It’s because the cert isn’t in the trusted publishers and the allow signed 
updates isn’t enabled.

You are likely enabling these VIA GPO and GPO’s don’t apply until after the 
task sequence.

Thanks,

Justin Chalfant
Premier Field Engineer – Configuration Manager
Public Sector
Microsoft Services

Tel : (303) 846-2701
Email:     [email protected]<mailto:[email protected]>

If you have any feedback about my work, please let either myself or my manager 
Rusty Gray know at [email protected]<mailto:[email protected]>

From: [email protected] [mailto:[email protected]] On 
Behalf Of Steve Whitcher
Sent: Tuesday, December 23, 2014 7:47 AM
To: [email protected]
Subject: [mssms] SCUP Certificate expired - How to republish old updates?

A couple of weeks ago, our OSD TS started failing.  In the logs, I found a few 
updates were failing to install.  All of the problem updates were for 3rd party 
software, published through SCUP.  When I tried republishing updates from SCUP, 
I found that the signing certificate had expired.  (I wouldn't expect that to 
have caused already published updates to fail to be deployed, especially since 
I do have the time-stamp option enabled in SCUP, but I can't find any other 
reason that these particular updates would be failing to deploy.)
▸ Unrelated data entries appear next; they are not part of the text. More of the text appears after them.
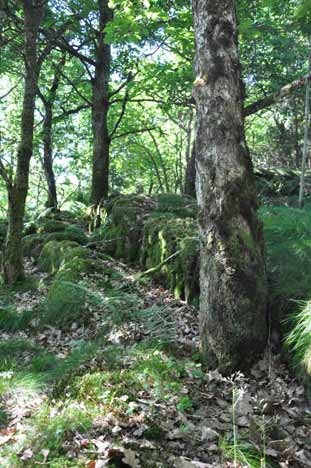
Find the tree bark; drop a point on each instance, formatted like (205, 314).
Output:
(48, 103)
(13, 269)
(233, 278)
(48, 156)
(100, 109)
(190, 175)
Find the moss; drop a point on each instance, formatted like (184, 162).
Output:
(3, 231)
(182, 206)
(50, 225)
(68, 303)
(71, 233)
(55, 253)
(125, 224)
(74, 268)
(33, 244)
(162, 238)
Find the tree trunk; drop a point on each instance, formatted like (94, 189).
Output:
(190, 175)
(48, 156)
(305, 141)
(13, 256)
(100, 109)
(233, 278)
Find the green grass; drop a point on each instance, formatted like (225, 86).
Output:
(288, 244)
(298, 339)
(244, 454)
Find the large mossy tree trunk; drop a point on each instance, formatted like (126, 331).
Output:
(232, 278)
(13, 269)
(100, 110)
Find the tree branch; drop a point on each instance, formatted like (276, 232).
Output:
(134, 132)
(8, 92)
(117, 125)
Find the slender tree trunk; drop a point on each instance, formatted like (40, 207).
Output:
(233, 278)
(190, 175)
(48, 156)
(13, 256)
(305, 141)
(48, 103)
(100, 109)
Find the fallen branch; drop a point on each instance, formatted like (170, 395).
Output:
(277, 96)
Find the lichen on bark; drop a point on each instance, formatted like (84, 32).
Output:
(232, 277)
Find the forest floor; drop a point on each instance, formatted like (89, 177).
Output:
(125, 387)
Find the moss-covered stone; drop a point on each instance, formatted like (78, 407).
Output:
(3, 231)
(164, 237)
(123, 232)
(73, 269)
(51, 225)
(67, 303)
(71, 233)
(55, 254)
(33, 245)
(181, 206)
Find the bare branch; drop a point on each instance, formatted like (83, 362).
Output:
(134, 132)
(8, 92)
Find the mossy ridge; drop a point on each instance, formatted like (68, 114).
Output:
(55, 253)
(162, 238)
(124, 226)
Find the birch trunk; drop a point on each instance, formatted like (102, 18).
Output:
(233, 278)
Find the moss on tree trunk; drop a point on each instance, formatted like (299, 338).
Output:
(13, 269)
(232, 278)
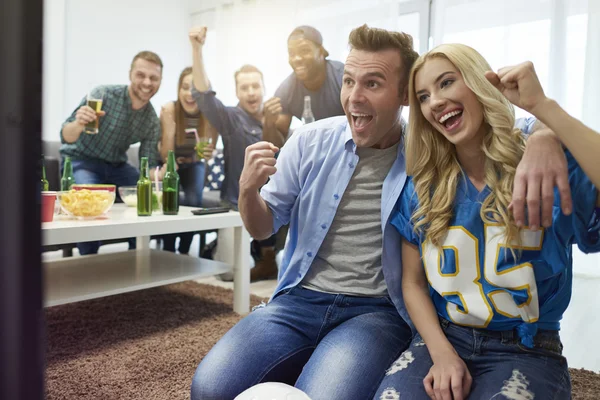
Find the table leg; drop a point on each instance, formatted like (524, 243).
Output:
(142, 259)
(241, 271)
(142, 243)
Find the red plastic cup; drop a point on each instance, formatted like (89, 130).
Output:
(48, 200)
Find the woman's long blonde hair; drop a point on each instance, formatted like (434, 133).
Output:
(432, 162)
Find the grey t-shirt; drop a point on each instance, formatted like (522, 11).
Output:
(349, 260)
(238, 129)
(324, 103)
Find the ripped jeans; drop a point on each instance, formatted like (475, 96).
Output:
(501, 367)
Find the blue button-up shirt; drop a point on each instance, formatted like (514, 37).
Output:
(313, 171)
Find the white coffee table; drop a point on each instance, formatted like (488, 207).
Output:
(74, 279)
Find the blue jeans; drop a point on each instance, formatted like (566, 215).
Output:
(501, 367)
(191, 180)
(331, 346)
(95, 171)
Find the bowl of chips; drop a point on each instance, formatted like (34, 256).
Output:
(86, 203)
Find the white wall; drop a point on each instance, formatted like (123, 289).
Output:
(88, 44)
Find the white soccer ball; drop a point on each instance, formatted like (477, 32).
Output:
(272, 391)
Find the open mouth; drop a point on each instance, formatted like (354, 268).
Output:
(451, 120)
(361, 120)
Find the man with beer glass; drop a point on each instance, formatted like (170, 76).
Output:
(107, 121)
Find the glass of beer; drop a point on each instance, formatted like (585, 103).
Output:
(94, 101)
(201, 142)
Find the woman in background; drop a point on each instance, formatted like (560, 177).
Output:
(178, 121)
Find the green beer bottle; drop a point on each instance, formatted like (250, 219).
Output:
(144, 190)
(68, 180)
(44, 182)
(171, 187)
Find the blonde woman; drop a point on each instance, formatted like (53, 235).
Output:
(485, 294)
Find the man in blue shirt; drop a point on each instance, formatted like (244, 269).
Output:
(337, 319)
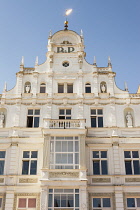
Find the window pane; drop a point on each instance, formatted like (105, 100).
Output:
(136, 167)
(50, 200)
(37, 111)
(128, 168)
(96, 202)
(93, 122)
(130, 202)
(88, 89)
(96, 167)
(56, 200)
(1, 167)
(25, 167)
(33, 167)
(100, 122)
(34, 154)
(95, 154)
(30, 111)
(22, 203)
(104, 166)
(31, 203)
(138, 202)
(26, 154)
(36, 122)
(2, 154)
(68, 111)
(103, 154)
(135, 154)
(60, 88)
(93, 111)
(70, 88)
(106, 202)
(99, 111)
(70, 201)
(0, 202)
(127, 154)
(76, 200)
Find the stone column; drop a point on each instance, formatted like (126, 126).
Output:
(82, 152)
(95, 84)
(119, 198)
(9, 200)
(83, 198)
(44, 199)
(46, 151)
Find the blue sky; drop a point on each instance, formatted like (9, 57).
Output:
(111, 28)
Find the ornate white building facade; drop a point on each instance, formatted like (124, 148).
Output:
(69, 137)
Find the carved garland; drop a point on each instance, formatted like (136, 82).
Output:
(37, 195)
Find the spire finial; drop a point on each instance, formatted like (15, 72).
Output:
(22, 61)
(109, 62)
(5, 87)
(125, 86)
(36, 61)
(67, 12)
(50, 33)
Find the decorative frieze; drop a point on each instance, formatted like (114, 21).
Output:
(64, 175)
(28, 180)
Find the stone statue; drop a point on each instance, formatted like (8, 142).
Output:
(27, 89)
(103, 88)
(129, 119)
(2, 117)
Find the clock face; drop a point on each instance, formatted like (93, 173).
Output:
(65, 49)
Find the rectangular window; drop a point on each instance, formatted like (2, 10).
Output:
(2, 162)
(104, 203)
(0, 203)
(63, 199)
(60, 88)
(29, 163)
(99, 159)
(96, 118)
(65, 88)
(132, 162)
(33, 118)
(133, 203)
(64, 153)
(27, 203)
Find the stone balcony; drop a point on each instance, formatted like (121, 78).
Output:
(64, 124)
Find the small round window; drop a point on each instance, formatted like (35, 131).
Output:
(65, 64)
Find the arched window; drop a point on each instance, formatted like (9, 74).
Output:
(103, 87)
(87, 88)
(42, 88)
(27, 87)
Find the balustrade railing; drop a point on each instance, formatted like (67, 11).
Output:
(64, 124)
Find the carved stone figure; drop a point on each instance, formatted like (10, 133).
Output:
(103, 88)
(27, 89)
(129, 120)
(2, 117)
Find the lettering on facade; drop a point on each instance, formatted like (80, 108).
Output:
(65, 49)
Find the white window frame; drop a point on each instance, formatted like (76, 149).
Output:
(102, 207)
(34, 115)
(30, 159)
(3, 159)
(100, 160)
(72, 155)
(63, 192)
(27, 198)
(96, 116)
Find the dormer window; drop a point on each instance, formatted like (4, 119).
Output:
(27, 87)
(65, 64)
(88, 88)
(42, 88)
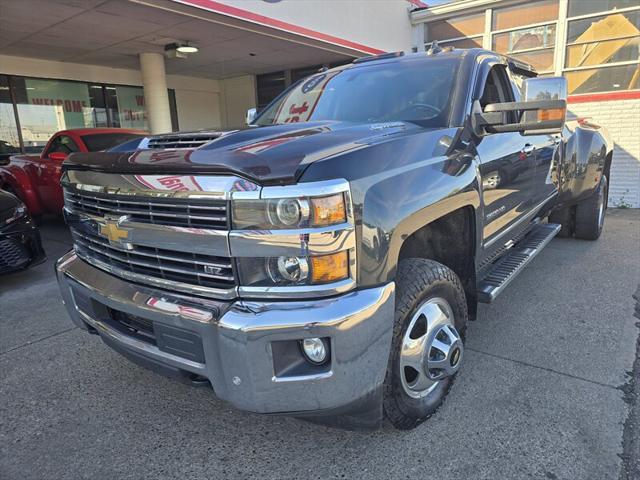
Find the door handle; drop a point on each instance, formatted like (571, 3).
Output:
(528, 149)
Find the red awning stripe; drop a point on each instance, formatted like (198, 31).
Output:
(242, 14)
(603, 97)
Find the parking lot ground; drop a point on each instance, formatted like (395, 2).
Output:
(540, 394)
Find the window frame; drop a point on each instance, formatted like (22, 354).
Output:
(565, 45)
(58, 140)
(111, 124)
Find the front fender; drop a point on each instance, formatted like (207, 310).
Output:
(405, 201)
(20, 183)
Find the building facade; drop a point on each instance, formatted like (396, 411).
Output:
(95, 63)
(595, 44)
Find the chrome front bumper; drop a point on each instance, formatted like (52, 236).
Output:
(238, 338)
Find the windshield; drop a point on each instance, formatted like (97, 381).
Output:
(414, 91)
(101, 141)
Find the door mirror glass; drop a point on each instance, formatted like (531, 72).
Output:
(543, 110)
(545, 88)
(252, 113)
(58, 156)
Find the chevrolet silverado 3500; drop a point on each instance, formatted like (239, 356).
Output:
(324, 261)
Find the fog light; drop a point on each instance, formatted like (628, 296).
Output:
(315, 350)
(288, 212)
(288, 269)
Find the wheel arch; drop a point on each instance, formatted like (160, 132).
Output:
(21, 185)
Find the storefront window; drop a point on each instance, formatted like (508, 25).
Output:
(533, 45)
(525, 14)
(467, 26)
(47, 106)
(9, 139)
(464, 43)
(269, 86)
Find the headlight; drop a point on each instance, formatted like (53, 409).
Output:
(15, 214)
(294, 271)
(289, 213)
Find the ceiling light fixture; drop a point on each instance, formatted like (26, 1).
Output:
(181, 47)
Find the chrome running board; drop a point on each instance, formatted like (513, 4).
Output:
(512, 263)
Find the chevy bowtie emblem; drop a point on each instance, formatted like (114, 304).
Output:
(113, 232)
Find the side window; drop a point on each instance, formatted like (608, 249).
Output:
(64, 144)
(498, 89)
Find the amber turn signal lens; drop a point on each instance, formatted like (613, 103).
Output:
(328, 210)
(551, 114)
(330, 268)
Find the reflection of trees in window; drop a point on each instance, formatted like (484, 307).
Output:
(608, 43)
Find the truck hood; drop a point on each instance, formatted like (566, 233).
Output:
(276, 154)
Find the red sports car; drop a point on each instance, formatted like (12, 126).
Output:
(35, 179)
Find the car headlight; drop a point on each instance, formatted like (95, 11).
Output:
(289, 213)
(294, 239)
(15, 214)
(294, 271)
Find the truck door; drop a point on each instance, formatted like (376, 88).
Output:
(546, 154)
(507, 165)
(48, 170)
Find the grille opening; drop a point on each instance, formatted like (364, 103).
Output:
(209, 214)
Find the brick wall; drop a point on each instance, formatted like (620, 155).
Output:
(622, 119)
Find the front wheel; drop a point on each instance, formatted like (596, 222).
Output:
(427, 346)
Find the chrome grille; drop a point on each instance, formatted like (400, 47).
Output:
(176, 266)
(192, 140)
(210, 214)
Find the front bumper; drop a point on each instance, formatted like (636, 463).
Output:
(240, 340)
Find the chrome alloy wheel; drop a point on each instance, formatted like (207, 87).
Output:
(431, 348)
(601, 207)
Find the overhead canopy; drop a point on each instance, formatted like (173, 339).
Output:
(112, 33)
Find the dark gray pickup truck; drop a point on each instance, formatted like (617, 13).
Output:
(324, 261)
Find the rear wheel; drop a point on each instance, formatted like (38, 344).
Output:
(590, 213)
(427, 346)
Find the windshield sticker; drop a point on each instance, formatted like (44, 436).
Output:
(300, 103)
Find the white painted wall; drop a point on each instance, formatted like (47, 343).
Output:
(382, 24)
(239, 94)
(198, 99)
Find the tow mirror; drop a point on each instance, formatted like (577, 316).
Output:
(58, 156)
(543, 110)
(252, 113)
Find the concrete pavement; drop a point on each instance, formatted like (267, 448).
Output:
(539, 394)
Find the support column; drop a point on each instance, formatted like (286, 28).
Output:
(156, 96)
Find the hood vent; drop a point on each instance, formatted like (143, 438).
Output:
(183, 140)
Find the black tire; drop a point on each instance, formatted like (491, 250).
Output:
(589, 219)
(419, 280)
(564, 218)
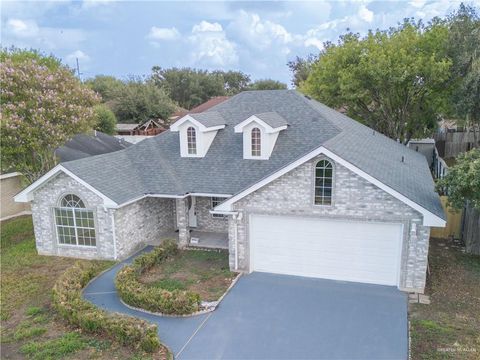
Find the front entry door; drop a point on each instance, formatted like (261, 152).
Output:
(192, 214)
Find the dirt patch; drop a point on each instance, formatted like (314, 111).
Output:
(204, 272)
(448, 328)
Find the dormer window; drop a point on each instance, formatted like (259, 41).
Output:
(256, 140)
(192, 141)
(197, 132)
(260, 133)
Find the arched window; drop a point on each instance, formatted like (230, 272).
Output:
(323, 182)
(256, 142)
(75, 224)
(191, 140)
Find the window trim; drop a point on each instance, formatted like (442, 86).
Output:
(192, 141)
(259, 139)
(212, 206)
(314, 183)
(75, 227)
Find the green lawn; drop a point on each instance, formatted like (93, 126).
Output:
(448, 328)
(30, 328)
(204, 272)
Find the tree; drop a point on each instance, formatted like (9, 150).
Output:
(105, 119)
(140, 100)
(462, 182)
(233, 81)
(188, 87)
(463, 47)
(106, 86)
(394, 81)
(43, 105)
(267, 84)
(301, 67)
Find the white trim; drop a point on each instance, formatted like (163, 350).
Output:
(429, 219)
(239, 128)
(175, 126)
(26, 194)
(9, 175)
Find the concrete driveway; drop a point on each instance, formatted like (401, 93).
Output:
(268, 316)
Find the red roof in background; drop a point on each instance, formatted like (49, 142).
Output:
(202, 107)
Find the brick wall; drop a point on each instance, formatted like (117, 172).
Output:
(47, 197)
(354, 198)
(142, 222)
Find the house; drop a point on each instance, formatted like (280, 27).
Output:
(287, 184)
(84, 145)
(200, 108)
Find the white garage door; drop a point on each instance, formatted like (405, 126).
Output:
(340, 250)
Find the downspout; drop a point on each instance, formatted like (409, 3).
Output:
(114, 237)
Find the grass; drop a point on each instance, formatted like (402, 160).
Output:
(204, 272)
(30, 328)
(448, 328)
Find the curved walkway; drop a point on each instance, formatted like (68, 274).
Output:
(175, 332)
(268, 316)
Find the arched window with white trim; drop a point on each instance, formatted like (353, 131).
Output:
(75, 224)
(191, 141)
(323, 182)
(256, 139)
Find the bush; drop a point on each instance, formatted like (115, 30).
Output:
(68, 301)
(106, 120)
(136, 294)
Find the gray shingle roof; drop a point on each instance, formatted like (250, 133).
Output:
(272, 118)
(124, 175)
(209, 118)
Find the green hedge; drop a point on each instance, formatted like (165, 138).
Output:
(68, 301)
(139, 295)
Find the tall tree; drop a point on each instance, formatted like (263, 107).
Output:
(188, 87)
(463, 47)
(300, 68)
(43, 105)
(140, 100)
(394, 81)
(267, 84)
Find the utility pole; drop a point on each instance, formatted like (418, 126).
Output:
(78, 69)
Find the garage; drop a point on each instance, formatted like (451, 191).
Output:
(367, 252)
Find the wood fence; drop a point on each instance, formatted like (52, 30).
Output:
(471, 230)
(454, 223)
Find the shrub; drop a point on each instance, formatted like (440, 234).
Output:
(68, 301)
(155, 299)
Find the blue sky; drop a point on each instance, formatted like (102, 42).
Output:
(258, 38)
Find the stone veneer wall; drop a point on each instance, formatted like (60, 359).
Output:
(47, 197)
(205, 220)
(354, 198)
(144, 221)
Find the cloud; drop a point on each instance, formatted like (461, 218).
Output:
(258, 33)
(157, 33)
(365, 14)
(211, 47)
(22, 28)
(206, 26)
(77, 54)
(27, 33)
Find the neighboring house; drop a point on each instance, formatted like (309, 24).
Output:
(148, 128)
(84, 145)
(289, 185)
(426, 147)
(10, 185)
(200, 108)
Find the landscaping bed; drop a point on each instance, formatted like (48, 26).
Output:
(448, 328)
(30, 325)
(172, 281)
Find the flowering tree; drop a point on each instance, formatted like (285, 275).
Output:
(43, 105)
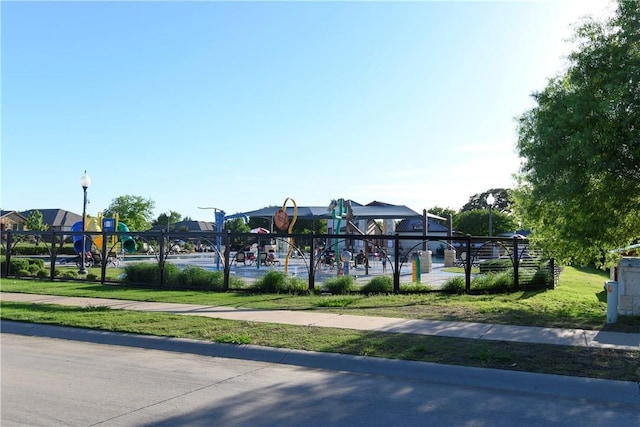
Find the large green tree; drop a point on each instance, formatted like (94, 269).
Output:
(580, 181)
(476, 222)
(35, 222)
(135, 211)
(502, 200)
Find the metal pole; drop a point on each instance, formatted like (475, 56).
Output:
(490, 220)
(83, 270)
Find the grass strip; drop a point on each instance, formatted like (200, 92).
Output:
(578, 302)
(610, 364)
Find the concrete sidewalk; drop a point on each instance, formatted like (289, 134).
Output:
(481, 331)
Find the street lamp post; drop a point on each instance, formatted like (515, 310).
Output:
(85, 181)
(490, 201)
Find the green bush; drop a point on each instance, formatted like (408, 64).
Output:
(198, 278)
(69, 275)
(23, 273)
(379, 285)
(15, 265)
(339, 285)
(36, 261)
(495, 265)
(494, 282)
(190, 278)
(455, 285)
(414, 288)
(274, 282)
(535, 278)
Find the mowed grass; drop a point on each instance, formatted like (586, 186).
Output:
(611, 364)
(579, 301)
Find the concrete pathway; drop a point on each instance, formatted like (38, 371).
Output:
(481, 331)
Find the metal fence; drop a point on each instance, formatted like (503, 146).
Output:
(431, 260)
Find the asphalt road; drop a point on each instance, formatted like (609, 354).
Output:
(54, 382)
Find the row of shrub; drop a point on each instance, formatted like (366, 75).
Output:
(34, 267)
(502, 281)
(40, 250)
(274, 281)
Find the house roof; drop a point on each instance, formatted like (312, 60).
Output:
(187, 226)
(55, 217)
(415, 224)
(4, 213)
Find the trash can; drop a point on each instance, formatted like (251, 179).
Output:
(612, 301)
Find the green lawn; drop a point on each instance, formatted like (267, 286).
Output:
(578, 302)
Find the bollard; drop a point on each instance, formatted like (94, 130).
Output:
(612, 301)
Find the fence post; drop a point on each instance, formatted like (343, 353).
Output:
(103, 261)
(162, 258)
(516, 264)
(467, 270)
(52, 260)
(227, 264)
(8, 254)
(396, 263)
(312, 262)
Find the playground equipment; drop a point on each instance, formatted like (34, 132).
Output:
(220, 218)
(107, 224)
(340, 209)
(91, 224)
(282, 221)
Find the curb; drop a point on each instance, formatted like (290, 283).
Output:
(596, 390)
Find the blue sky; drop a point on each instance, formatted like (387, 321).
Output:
(239, 105)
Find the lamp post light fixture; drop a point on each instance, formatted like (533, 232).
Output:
(85, 182)
(490, 201)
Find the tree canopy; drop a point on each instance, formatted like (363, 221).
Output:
(579, 186)
(35, 222)
(502, 203)
(476, 222)
(135, 211)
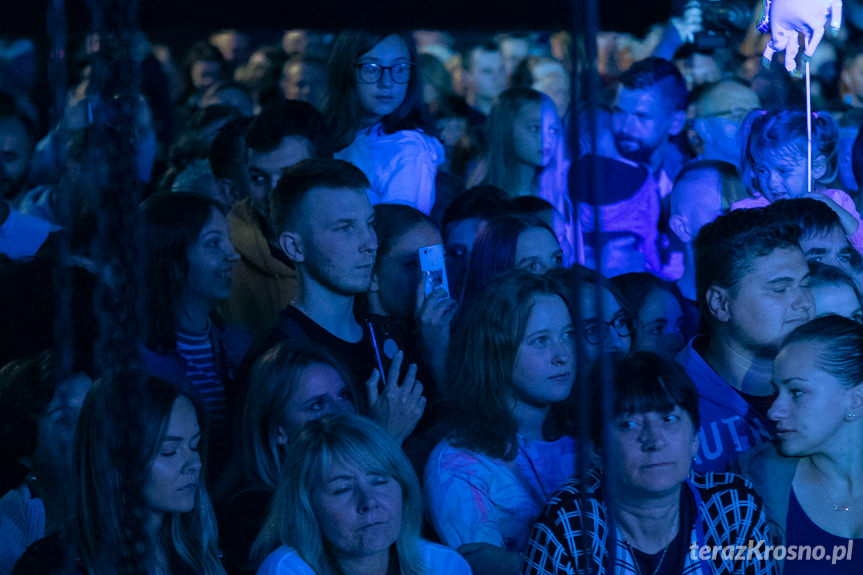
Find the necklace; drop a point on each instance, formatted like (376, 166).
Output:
(635, 557)
(835, 506)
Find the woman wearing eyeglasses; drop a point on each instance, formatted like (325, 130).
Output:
(510, 447)
(377, 119)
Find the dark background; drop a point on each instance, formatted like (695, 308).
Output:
(27, 17)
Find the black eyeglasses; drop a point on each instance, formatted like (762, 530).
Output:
(370, 73)
(595, 331)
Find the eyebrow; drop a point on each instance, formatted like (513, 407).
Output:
(816, 250)
(175, 438)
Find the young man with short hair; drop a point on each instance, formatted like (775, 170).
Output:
(283, 134)
(751, 283)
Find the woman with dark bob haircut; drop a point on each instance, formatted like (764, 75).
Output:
(142, 505)
(348, 502)
(376, 114)
(646, 510)
(517, 241)
(188, 262)
(812, 479)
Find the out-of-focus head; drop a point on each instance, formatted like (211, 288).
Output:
(718, 114)
(187, 256)
(38, 412)
(305, 78)
(651, 427)
(339, 474)
(650, 107)
(604, 325)
(484, 72)
(356, 100)
(702, 191)
(290, 385)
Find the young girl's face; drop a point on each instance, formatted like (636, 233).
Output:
(544, 369)
(535, 134)
(381, 97)
(211, 262)
(781, 176)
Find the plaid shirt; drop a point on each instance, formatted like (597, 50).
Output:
(728, 514)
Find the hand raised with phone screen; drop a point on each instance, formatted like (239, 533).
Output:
(398, 405)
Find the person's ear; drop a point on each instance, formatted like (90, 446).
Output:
(292, 245)
(819, 167)
(855, 399)
(694, 444)
(281, 436)
(680, 227)
(718, 303)
(226, 188)
(678, 122)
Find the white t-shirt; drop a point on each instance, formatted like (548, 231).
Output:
(437, 559)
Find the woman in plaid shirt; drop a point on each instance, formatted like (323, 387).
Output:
(646, 512)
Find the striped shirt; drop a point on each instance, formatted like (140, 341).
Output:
(196, 349)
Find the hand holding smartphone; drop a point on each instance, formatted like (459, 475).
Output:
(434, 268)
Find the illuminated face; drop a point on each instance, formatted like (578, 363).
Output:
(398, 271)
(15, 148)
(487, 74)
(536, 134)
(172, 483)
(831, 248)
(359, 510)
(537, 251)
(653, 452)
(641, 122)
(460, 237)
(544, 368)
(810, 404)
(660, 324)
(771, 300)
(599, 331)
(852, 77)
(205, 74)
(837, 299)
(54, 440)
(383, 97)
(339, 242)
(304, 82)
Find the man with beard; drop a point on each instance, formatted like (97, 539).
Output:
(751, 281)
(651, 108)
(324, 223)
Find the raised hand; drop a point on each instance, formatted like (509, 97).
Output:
(788, 19)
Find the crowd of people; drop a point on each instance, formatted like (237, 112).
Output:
(642, 348)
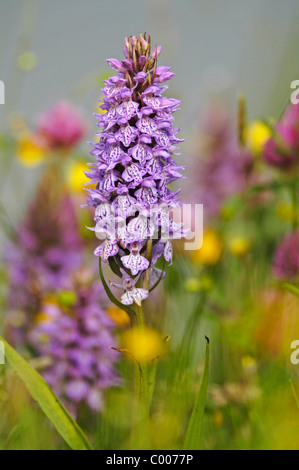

I removed the affected updates from update groups so that they wouldn't be 
deployed anymore, and now the TS is completing successfully.  I've requested a 
new cert from our CA and installed it in SCUP.  I added the new cert to trusted 
publishers via group policy.  I added a handful of new updates to an 
publication in SCUP and tried to re-publish it.  The publish fails early on, 
with a failure to verify the signature on a package.  Looking at the logs, it 
appears that the package in question is an update that was published 
previously.  Since the package is the same and only metadata has changed, SCUP 
doesn't push the package again, but tries to update the metadata only.  I am 
guessing that the signature verification fails because the package was signed 
with the old certificate, which was valid at the time, but has since expired.

Does that make sense?

At this point, I removed all old updates from the publication in SCUP and 
published it successfully with only the new updates.  I believe I need to 
somehow get the old updates re-published though, so that they will have the 
updated metadata and the correct signature on the package, and can be added 
back into update groups for deployment.  How can I get these previously 
published updates to republish to SCCM?